I don't believe that Jen-Hsun had current gamer PCs (and most current Supermicro, Tyans or other similar bigger-iron) in mind, unless there'll be a chassis add-on for current systems that allows easy support for 8 GPUs - currently something which most of us with 8 or more GPUs per system have had to cobble together with risers, splitters and the like. Moreover, NVLINK's initial release appears to be IBM Power (and maybe ARM-64) processor centric. So a lot depends on how NVLINK (which is responsible for one-half of that 10x performance increase) is implemented. In sum, desire for research/manufacturing cost recovery and manufacturer greed may relegate the highest performance to computer systems not yet released and whose cost will be extremely high. Thus, I'm casting my prediction closer to Refracty's and Glimpse's - max performance will likely be had only by those with deep (but fully filled) pockets. In any event, I'm not being a sour puss because I've never seen before even a 2x increase per GPU processor in rendering speed and that appears to be soon clearly attainable even on our present hardware.

P.S.
(1) There could be external box add-ons, but to my knowledge the prices of those too, in the past, have caused nose bleeds.
(2) Just as I have urged caution/care in spending a lot on Maxwells with Pascals coming around the corner, I'd also urge caution/care in high end spending to buy any current system until we know how NVLINK will be hardware implemented. So get a current system only if you really need it before then, but if you can wait you might be better off. Newer systems might make issues we've previously discussed, in detail, (like those involving Octane 3 changes from v2) relics of past systems.
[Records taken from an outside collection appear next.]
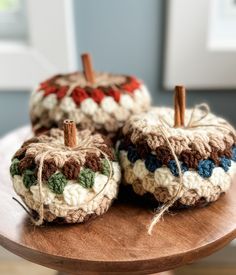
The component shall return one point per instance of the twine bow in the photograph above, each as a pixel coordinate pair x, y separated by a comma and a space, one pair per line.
86, 145
194, 122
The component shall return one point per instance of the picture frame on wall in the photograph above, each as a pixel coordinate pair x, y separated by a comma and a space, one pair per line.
200, 46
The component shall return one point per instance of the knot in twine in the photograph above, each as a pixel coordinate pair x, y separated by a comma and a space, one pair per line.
87, 144
195, 121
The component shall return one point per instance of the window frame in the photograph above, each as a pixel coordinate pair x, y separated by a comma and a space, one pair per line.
23, 65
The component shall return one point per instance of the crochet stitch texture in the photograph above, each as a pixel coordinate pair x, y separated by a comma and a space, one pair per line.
103, 106
68, 191
206, 154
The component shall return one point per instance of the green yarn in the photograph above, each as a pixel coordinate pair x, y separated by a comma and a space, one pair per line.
105, 167
29, 178
57, 183
86, 178
14, 168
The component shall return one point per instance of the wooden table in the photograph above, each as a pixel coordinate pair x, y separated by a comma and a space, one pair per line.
118, 241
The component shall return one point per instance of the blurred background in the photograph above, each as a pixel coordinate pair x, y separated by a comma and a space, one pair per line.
162, 42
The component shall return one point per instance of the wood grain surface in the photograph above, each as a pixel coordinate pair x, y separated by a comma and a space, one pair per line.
117, 242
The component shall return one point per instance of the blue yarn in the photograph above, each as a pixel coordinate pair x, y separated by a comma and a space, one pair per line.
225, 163
152, 163
205, 168
234, 153
174, 169
132, 154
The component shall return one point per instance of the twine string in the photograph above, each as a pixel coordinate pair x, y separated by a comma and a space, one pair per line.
80, 151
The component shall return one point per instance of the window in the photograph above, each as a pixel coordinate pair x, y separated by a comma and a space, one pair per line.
13, 21
32, 46
201, 44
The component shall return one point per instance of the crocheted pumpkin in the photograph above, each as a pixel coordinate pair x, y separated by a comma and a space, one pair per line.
103, 106
66, 184
205, 150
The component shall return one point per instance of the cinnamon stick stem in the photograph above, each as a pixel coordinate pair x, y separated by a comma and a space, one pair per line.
180, 105
69, 128
176, 110
88, 67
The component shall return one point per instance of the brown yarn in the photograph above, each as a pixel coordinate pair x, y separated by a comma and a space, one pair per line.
71, 169
143, 149
26, 163
49, 168
215, 152
20, 153
93, 162
107, 141
191, 158
164, 154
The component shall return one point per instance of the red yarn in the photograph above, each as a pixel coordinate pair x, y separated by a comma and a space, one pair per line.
79, 95
97, 95
115, 94
131, 85
62, 92
134, 83
50, 90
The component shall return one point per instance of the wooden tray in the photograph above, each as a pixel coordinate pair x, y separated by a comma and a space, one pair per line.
118, 241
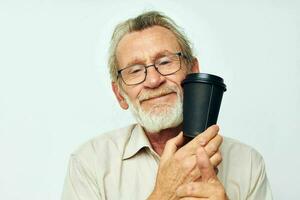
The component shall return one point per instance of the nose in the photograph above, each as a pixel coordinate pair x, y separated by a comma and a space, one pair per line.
154, 78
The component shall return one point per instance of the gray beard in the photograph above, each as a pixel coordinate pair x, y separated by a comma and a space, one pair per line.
159, 117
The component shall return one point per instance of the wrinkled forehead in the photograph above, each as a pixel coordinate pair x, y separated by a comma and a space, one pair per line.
144, 46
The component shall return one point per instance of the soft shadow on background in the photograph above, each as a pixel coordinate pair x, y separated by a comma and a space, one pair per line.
55, 89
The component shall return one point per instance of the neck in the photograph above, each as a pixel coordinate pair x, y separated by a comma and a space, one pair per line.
158, 140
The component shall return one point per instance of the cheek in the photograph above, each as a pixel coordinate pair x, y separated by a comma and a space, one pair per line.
132, 92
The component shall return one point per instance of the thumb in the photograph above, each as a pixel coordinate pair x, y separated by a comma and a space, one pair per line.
172, 146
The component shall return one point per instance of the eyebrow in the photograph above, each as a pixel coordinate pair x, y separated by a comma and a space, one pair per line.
136, 61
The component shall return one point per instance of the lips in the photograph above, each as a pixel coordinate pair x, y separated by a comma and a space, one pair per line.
156, 96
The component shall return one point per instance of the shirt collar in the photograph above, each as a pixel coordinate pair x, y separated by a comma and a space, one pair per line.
136, 142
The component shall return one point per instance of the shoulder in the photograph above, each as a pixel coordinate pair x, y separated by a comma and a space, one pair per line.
104, 145
232, 147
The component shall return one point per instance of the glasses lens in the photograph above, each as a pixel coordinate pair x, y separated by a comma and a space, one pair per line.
133, 74
168, 64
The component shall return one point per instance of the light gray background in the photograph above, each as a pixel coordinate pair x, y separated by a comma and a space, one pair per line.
55, 92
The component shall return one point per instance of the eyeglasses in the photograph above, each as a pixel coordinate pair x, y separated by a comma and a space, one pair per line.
166, 65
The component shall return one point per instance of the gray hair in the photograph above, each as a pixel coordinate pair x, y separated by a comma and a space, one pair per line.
139, 23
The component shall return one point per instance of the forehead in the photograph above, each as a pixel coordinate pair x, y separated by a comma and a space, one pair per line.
145, 44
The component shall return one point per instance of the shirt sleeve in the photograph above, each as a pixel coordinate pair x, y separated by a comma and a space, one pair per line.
259, 184
80, 183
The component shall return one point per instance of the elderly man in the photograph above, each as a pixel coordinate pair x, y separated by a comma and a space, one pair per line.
149, 58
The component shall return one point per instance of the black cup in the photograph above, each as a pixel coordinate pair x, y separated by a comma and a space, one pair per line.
202, 97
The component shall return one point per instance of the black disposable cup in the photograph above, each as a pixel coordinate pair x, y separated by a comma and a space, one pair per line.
202, 97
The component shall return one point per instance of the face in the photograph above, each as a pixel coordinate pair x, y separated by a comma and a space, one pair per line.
158, 97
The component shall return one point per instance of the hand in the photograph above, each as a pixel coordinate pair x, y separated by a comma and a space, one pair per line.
208, 187
179, 165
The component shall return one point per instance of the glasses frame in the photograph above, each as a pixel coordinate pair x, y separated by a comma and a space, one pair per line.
179, 54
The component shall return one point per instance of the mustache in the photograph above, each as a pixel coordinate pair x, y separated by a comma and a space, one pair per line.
149, 94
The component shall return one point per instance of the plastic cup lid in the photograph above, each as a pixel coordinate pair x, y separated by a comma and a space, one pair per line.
204, 78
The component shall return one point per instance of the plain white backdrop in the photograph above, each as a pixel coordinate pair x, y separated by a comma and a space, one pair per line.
55, 90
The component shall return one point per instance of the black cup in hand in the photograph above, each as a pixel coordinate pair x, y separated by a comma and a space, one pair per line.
201, 102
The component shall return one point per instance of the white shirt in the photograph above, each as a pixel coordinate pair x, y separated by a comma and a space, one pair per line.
122, 165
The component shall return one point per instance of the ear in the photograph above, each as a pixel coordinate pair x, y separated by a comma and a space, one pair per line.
120, 98
195, 68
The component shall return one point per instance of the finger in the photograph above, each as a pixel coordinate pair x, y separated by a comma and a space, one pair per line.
195, 189
216, 159
204, 165
201, 140
172, 146
213, 145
However, I also recognize that there'll certainly be new ones to discuss.
(3) If you need a high end multi-GPU rendering system before (or even after) Pascal NVLINK hardware is released, you may want to consider, among others, a SuperX10DRG-OT+-CPU-MNL-1780 [ http://www.supermicro.com/products/syst ... GR-TRT.cfm ] ($3250 @SabrePC) + 2 x E5-2620 v3s for ~ $400 each from Superbiiz [ http://www.superbiiz.com/detail.php?name=E52620V3BX ]. The SuperX10DRG-OT+-CPU has 8 PCI-E 3.0 x16 (double-width) slots plus 2 PCI-E 3.0 x8 (in double-width x16 size) slots. You'll likely need to purchase storage, ram and additional PSU(s) and GPUs + you'll have to install the ram, storage, CPUs, GPUs and connect the external PSUs to GPUs.
(4) I'll be regularly using - for Google searches - phrases such as " NVLINK capable motherboard and NVLINK GPU enclosure/box/case."